We talk about love a lot during the holidays. We think about it in the context of our families—our parents, siblings, children, and extended relatives. We think about love in the context of our shared humanity, and the connection between love and generosity. For many, love is one of the key emotions of the season. We often think of it as a positive force, and something to cultivate (it is both!), but we rarely stop to consider what love actually is.
For something so widely praised, sought after, and celebrated, pinning down what love actually is can be surprisingly difficult. Love is what we feel when we are young and meet someone beautiful—an all-consuming, passion-inducing hunger that feels unstoppable. Love might also describe Grandma’s house, our feelings about a best friend, or even our affection for pizza. And for something so positive, it has a remarkable ability to make us act in less-than-charitable, less-than-generous ways. How can a concept so ubiquitous, so universally admired, and so central to our lives also be so difficult to define?

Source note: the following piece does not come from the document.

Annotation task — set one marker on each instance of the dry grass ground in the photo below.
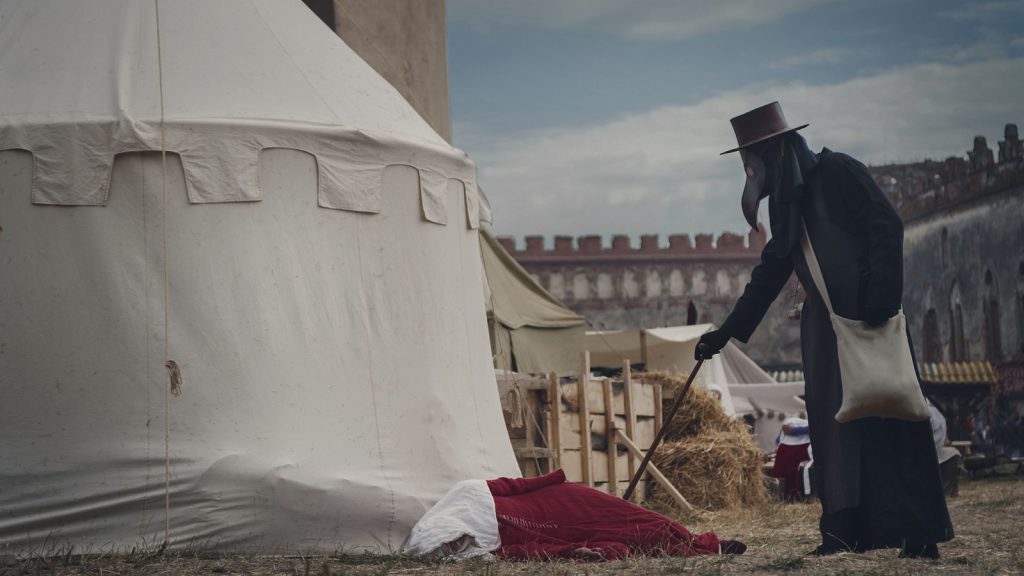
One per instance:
(987, 517)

A big part of the problem is simply one of language– we ask four letters to cover too much territory, turning the word into a fog that hides the distinctions within it. We stretch one word across our relationship with a partner, a child, a friend, a dog, and a pizza. We use “love” to describe longing, comfort, exhilaration, and escape. Perhaps the only thing many of these experiences share is our positive feelings about them. The warmth we feel toward family is nothing like the intensity of early romantic obsession. The steadiness of long-term devotion differs from the rush of novelty. By lumping them together, we obscure as much as we illuminate.
To make matters worse, the feelings that often accompany love are not separate from the rest of our emotional repertoire. The warmth that comes with closeness can be mixed with possessiveness, jealousy, or a need for control. Feelings of peace can slide into grasping attachment or fear of losing that peace. Even the joy we feel in giving with love can turn to resentment when it is mixed with expectation or a desire for recognition.
Given the breadth of what we mean by the word love, there cannot be one, single definition of it. It is hard to even attach universal qualities to it, given how many situations we expect a single word to cover. With that myriad of options in mind, what do we mean by love when we talk about it in the context of the holidays? When we consider the spirit of the season, what are we trying to get at?
Bodhichitta is a concept from Buddhism that describes both caring deeply for others and acting to support their well-being. It is love as both feeling and practice—an openness of heart paired with deliberate, generous action. This is remarkably close to what we mean by love this time of year, when our warmth and empathy naturally extend to family, friends, and strangers. Whether it’s sharing a meal, offering a listening ear, or giving to someone in need, the love we seek to cultivate at this time often mirrors the idea of bodhichitta by combining heartfelt concern with acts that make life better for others.
While the term comes from Buddhism, the idea is universal, and is within all of us: it is the love that moves us to help, support, or comfort another person, without expecting anything in return. This is the type of love the holidays (ideally) evoke. When we bake cookies for neighbors, donate to those in need, or simply make time for family, we are practicing the same expansive, outward-reaching love that bodhichitta describes—an intention and energy that grows the heart and the world at the same time.
Bodhichitta grows through small, intentional, repeated choices. When we slow down enough to notice the needs around us and offer attention, patience, or support, we allow the part of us that wants to care to shine forth more freely. The love we naturally feel for those closest to us becomes the starting point—a warm center from which our capacity can widen. The holidays give us countless invitations to practice and expand this: to give time, extend generosity, or show kindness we might otherwise rush past. Each time we say yes, we strengthen the habits of an open, responsive heart, and we gradually become the kind of person who moves through the world with that openness all year long.
One of the qualities of bodhichitta is that it is expansive: it grows outward rather than narrowing inward. All authentic love, in its many forms, shares this quality.This expansiveness allows love to encompass others without diminishing ourselves. When we think we are experiencing love, but notice that we are contracting inwards, we should be wary– this is a likely indicator that things are not as they seem. Narrowing is a warning sign we are off track. By viewing expansiveness as a core quality of all forms of love, we can better capture the variety of ways it appears in our lives. We can let that expansiveness guide us towards warmth, attention, and generosity during this season, and perhaps allow the seed of the practice we plant during the season to grow in our lives as we move into the new year.